Aline se sentiu mal por mentir pra mulher que os ajudava tanto, mas sentiu alguma desconfiança em Eric, então preferiu seguir os instintos dele. Não demorou muito, ele estava de volta, tomou o cuidado de vir pela outra direção da rua evitando passar pela porta da vizinha prestativa. Ela sempre o abordava. Dessa vez que escapou. Entrou em casa e logo percebeu em que Aline se ocupara o dia todo.
A encontrou comendo cookies com um copo de leite.
- Aposto que é seu almoço. - Comentou antes de passar pro quarto.
- Boa tarde pra você também e sim, meu dia foi ótimo e o seu? - Provocou Aline.
- Não muito bom. - respondeu ao retornar, - Descobri que é impossível arranjar um emprego formal se não tiver um responsável maior pra assinar um termo de autorização.
- sinto muito, mas veja o lado bom, em menos de dois meses você não terá mais esse problema.
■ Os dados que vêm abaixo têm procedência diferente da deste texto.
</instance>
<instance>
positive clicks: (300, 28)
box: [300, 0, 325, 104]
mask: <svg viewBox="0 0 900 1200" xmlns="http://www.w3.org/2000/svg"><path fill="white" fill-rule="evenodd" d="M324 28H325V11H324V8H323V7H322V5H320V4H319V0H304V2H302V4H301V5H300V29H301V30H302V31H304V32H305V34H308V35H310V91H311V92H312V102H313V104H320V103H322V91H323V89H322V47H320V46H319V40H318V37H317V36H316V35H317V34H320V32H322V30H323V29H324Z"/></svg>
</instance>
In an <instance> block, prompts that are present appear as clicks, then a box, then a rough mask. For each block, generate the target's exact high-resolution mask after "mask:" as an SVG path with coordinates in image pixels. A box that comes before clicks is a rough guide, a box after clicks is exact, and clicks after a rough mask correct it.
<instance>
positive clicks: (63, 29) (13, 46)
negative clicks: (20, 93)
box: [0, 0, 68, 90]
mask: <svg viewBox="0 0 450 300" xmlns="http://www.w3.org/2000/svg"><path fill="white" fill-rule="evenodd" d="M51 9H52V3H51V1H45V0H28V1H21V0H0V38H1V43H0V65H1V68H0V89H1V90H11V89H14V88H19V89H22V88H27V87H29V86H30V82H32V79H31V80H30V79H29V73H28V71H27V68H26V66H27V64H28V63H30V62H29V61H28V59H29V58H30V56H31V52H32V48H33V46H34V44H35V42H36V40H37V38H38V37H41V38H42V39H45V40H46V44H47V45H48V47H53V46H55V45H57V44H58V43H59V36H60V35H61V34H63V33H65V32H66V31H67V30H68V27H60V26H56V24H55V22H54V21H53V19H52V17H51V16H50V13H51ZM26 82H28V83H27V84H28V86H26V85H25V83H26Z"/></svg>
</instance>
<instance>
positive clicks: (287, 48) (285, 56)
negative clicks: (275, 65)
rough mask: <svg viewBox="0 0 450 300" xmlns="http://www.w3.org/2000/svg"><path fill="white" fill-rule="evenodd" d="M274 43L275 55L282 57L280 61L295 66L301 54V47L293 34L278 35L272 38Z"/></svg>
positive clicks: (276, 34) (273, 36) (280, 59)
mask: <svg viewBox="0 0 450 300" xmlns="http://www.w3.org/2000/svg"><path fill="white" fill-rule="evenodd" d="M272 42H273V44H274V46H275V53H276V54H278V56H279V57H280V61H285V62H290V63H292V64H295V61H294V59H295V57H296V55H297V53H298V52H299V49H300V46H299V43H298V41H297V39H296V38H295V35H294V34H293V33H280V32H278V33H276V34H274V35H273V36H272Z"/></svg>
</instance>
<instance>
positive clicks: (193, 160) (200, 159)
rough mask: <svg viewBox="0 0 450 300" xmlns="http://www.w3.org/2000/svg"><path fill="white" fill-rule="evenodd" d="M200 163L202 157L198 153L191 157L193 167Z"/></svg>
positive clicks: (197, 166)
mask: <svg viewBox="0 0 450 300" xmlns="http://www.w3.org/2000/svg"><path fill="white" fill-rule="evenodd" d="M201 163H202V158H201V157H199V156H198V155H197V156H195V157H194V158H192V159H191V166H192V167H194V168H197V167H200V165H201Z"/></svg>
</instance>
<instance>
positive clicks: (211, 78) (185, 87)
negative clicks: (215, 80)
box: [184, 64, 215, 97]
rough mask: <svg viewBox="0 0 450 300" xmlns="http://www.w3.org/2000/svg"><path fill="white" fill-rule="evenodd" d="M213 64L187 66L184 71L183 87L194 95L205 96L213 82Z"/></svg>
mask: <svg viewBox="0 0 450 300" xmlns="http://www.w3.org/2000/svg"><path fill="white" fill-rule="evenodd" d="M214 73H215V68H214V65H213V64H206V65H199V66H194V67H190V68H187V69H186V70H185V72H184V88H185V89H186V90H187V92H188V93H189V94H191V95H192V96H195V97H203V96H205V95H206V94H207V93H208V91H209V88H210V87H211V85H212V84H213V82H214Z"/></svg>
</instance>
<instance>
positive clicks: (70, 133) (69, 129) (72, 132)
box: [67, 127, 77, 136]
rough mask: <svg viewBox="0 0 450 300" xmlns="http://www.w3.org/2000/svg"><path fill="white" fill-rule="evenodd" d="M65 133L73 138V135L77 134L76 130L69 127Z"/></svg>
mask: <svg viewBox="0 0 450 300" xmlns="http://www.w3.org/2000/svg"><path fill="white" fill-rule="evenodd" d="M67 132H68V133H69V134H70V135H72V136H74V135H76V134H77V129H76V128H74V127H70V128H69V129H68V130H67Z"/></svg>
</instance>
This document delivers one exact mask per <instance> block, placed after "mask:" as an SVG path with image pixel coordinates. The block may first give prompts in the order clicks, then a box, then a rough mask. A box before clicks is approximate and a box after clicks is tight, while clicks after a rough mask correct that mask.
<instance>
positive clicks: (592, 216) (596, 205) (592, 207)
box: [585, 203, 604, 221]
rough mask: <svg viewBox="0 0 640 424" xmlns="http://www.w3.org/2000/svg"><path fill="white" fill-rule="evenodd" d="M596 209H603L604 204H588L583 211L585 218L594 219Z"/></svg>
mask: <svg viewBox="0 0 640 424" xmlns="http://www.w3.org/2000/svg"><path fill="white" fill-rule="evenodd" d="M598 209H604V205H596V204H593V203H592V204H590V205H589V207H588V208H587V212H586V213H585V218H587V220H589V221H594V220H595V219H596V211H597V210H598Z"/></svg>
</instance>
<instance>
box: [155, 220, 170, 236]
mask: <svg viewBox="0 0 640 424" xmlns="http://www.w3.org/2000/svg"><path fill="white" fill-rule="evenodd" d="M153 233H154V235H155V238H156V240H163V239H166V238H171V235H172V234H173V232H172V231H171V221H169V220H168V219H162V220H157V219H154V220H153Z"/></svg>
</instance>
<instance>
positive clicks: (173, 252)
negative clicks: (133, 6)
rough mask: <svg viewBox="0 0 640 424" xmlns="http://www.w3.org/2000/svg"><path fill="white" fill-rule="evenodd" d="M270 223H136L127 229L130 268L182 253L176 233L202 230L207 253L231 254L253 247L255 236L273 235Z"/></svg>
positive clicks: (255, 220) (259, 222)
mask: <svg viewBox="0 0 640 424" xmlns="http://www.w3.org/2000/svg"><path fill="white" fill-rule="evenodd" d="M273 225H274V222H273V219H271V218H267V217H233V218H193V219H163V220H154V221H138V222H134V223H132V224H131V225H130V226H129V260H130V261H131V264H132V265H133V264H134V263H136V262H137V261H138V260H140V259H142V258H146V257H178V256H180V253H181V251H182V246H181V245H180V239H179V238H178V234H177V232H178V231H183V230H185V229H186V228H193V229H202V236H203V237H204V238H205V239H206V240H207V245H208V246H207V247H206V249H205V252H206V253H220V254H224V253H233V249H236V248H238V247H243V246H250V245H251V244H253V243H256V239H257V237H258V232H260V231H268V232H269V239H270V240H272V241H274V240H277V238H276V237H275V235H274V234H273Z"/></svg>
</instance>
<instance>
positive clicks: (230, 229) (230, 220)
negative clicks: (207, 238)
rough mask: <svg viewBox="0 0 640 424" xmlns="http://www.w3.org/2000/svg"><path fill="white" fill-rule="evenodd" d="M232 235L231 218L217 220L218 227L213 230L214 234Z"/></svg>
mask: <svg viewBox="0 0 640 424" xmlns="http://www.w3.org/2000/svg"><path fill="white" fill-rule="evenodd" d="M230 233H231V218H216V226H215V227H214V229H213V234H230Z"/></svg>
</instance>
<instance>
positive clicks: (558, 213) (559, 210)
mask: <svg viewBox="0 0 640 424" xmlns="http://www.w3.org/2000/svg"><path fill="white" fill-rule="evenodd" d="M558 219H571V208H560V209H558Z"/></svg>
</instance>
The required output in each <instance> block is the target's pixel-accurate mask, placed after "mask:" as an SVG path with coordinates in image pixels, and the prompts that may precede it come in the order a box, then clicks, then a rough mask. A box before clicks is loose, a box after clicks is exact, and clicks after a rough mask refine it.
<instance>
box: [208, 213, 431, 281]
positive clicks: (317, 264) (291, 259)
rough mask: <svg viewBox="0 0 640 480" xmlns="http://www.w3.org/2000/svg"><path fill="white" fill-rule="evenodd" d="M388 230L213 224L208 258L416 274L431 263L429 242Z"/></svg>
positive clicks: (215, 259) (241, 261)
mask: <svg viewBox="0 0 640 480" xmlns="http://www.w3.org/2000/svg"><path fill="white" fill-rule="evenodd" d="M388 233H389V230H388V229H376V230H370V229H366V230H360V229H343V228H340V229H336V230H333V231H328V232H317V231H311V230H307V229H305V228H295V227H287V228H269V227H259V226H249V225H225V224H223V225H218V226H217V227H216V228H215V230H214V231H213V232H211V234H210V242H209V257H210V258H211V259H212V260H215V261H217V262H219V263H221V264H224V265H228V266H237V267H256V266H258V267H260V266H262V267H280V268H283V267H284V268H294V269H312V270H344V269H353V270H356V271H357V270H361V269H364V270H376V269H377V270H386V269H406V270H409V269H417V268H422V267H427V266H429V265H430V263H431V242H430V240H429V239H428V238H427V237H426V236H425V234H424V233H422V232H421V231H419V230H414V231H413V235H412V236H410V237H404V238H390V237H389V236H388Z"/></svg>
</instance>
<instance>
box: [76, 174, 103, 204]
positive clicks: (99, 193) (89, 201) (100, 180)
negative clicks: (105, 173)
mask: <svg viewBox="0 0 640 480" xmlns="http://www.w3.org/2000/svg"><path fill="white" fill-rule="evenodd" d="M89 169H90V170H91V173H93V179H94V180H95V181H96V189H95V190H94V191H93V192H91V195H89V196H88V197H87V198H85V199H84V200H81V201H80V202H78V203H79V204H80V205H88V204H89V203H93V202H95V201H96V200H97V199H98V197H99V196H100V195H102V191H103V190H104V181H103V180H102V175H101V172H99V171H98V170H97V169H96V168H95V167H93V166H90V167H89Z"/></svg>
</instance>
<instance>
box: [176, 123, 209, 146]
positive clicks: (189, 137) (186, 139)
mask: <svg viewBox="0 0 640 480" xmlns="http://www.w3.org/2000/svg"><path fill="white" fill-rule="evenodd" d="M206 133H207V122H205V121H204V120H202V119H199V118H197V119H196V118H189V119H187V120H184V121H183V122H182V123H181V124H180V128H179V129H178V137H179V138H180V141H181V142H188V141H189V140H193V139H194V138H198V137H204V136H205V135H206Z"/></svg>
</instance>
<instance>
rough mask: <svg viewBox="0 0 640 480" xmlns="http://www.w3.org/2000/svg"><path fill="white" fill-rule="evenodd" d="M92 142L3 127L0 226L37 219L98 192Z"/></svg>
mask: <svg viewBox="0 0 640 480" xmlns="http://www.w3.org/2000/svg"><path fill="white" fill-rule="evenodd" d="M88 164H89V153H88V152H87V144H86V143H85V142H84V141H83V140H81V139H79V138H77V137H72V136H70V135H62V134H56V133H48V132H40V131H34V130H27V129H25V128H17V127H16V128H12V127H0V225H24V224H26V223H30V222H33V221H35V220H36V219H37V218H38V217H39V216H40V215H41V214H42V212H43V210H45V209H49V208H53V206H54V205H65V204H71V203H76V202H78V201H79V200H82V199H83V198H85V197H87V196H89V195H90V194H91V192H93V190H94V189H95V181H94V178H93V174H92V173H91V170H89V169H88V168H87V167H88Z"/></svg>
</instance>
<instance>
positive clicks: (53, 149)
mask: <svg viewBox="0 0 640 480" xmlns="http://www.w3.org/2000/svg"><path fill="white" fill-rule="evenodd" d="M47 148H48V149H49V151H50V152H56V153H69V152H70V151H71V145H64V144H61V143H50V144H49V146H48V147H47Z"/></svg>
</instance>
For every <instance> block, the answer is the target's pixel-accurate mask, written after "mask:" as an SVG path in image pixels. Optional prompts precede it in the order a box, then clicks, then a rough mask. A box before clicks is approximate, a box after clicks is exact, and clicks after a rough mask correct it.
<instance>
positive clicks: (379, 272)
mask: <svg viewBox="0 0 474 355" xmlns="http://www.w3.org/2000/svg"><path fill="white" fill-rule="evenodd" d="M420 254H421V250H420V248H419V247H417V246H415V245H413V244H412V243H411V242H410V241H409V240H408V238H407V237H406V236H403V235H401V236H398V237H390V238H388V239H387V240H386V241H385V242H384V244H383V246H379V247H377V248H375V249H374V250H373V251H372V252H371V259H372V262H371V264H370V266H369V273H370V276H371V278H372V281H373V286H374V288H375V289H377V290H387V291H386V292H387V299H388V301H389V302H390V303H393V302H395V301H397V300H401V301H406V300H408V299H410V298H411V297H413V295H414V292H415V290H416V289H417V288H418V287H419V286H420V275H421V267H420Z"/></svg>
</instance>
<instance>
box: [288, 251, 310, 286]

- É, mas não é uma garantia de que encontrarei emprego com facilidade. - sentou ao lado dela e pegou um cookies
- Tenha fé. - pôs a mão sobre o ombro dele. - Hein, você viu a vizinha?
- Não.
- Como conseguiu? - Brincou.
- É segredo.
- Me senti mal em mentir pra ela, sei lá, já nos ajudou tanto.
- Não se sinta mal, nem todo mundo é quem parece ser.
- Você sabe de algo que eu ainda não sei?
- Não. Só precaução mesmo.
- Sei. - Aline não se deu por convencida, mas mudou de assunto.
- Vou voltar pra escola amanhã.
- Tem certeza de que está pronta?
- Tenho. Eu preciso seguir em frente. E na escola tenho meus amigos... Eu quase pirei aqui hoje.
- O Will e a Madá podem vir quando quiserem. Nem precisa me dizer.
- Obrigada. Mas, e você? O que fará amanhã?
- Um dia por vez pirralha. Já é o bastante.